Capital Celluloid 2024 — Day 109: Thu Apr 18

Blow Out (De Palma, 1981): Prince Charles Cinema, 8.45pm

This is a 35mm presentation.

Full review here:
Blow Out
is among Brian De Palma's very best films. It entertains a close relation with a very strong (and better respected) American film of the '70s, Francis Coppola's The Conversation (1974). Both these films are about the art and the act of sound recording; both are about the uncovering of conspiracies. Through The Conversation, De Palma reaches back to Michelangelo Antonioni's famous (and somewhat overrated) Blow Up (1966), where it was still photography that inadvertently uncovered a mystery. All three films trace a sad arc of failure: the conspirators rise up and crush the would-be everyday investigators, with their cameras and sound recording machines. All are about the treachery of appearances, and the ease with which technological evidence can be tampered with (photos can be falsified, audiotapes can be erased), something which usually happens mysteriously, off-screen, in the dead of night. Finally, all three films, from the '60s to the '80s mark a certain kind of moral, or rather amoral mood. Their heroes, whether played by David Hemmings (Blow Up), Gene Hackman (The Conversation) or John Travolta (Blow Out), tend to have pretty soft, flabby, moral senses to begin with – they're cool, indifferent, cruising, sometimes repressing very effectively some past crisis or trauma. And although fate spurs all three into some daring action, they eventually take the blows of the world as some kind of sad, tragic or just matter-of-fact confirmation that no ordinary person can effect or change anything in this dirty world – so you may as well sink back into sloth, and keep drifting off to the big sleep.
Adrian Martin

Here (and above) is the trailer.

Capital Celluloid 2024 — Day 108: Wed Apr 17

The Quince Tree Sun (Erice, 1992): BFI Southbank, NFT2, 8.25pm

This film, part of the Victor Erice season at BFI Southbank, is also being screened on March 28th. Full details can be found here.

Time Out review:
A truly magnificent film from the maker of Spirit of the Beehive and The South, which effortlessly transcends the term 'documentary'. Basically, it follows Madrileño painter Antonio López as he meticulously and slowly labours over a painting of a quince tree in his garden. That the task takes him months is of interest in itself, but where the film scores is in its fleshing out of its subject through conversation with friends, wife, admirers, and builders at work on his house, a strategy that simultaneously contextualises López and puts his bizarre, even limited conception of artistic endeavour into perspective.
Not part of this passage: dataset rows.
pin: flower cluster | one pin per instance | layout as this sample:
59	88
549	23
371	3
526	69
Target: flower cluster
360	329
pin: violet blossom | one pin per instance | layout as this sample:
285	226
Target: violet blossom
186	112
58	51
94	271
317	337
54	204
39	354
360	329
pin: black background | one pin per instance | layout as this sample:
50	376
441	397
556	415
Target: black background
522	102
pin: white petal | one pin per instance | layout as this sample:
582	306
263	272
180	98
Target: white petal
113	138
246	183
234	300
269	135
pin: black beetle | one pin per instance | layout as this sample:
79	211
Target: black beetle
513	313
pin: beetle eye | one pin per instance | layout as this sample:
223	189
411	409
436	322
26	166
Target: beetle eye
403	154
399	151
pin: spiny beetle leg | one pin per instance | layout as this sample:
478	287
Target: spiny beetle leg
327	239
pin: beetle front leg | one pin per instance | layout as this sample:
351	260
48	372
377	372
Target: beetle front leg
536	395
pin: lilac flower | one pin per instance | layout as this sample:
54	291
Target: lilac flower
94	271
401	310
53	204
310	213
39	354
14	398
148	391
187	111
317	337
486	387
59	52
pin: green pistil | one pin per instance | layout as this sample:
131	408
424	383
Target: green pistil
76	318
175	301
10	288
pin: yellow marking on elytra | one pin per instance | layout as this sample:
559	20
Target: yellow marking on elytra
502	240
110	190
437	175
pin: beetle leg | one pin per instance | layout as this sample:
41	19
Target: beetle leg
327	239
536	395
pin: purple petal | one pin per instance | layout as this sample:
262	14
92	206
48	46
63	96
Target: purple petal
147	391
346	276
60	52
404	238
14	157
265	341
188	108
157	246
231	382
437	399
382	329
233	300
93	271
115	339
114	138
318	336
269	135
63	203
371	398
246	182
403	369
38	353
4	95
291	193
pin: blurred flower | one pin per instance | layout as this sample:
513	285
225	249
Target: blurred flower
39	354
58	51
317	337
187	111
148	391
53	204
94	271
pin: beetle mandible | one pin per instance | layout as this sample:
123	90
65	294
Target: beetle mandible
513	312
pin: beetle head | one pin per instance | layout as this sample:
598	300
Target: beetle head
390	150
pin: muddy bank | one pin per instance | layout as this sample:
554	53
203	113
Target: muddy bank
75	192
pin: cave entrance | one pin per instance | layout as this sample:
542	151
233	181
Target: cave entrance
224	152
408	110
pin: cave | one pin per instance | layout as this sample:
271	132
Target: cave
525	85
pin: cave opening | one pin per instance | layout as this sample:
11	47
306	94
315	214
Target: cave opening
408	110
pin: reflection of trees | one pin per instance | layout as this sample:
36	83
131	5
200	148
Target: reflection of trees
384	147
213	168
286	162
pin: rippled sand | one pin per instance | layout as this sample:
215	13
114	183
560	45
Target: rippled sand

Don't worry about a lengthy, fairly banal dialogue about half-an-hour into the film; the rest is visually extraordinary, funny, touching, and quite unlike anything else.
Geoff Andrew

Here (and above) is an excerpt.

Capital Celluloid 2024 — Day 107: Tue Apr 16

The First Gentleman (Cavalcanti, 1948): BFI Southbank, NFT2, 6pm

This is a 35mm presentation and will feature a introduction by Josephine Botting, the BFI's National Archive Curator.

BFI introduction:
The behaviour of the British royals is a hot topic, and this historical drama depicts one of the House of Windsor’s most controversial forebears. Cecil Parker, best known as a character actor, was given the leading role he was born to play: the bloated, dissolute Prince Regent. He revels in the pomposity and lecherousness of the decadent ‘Prinny’, who attempts to marry off his daughter Charlotte. Her tragically brief but happy marriage to the handsome Belgian Prince Leopold is superbly portrayed through the sensitive performances of Hopkins and Aumont. Beautifully photographed against a lavish regency canvas, the fabulous costumes by top Gainsborough designer Elizabeth Haffenden are the icing on the cake.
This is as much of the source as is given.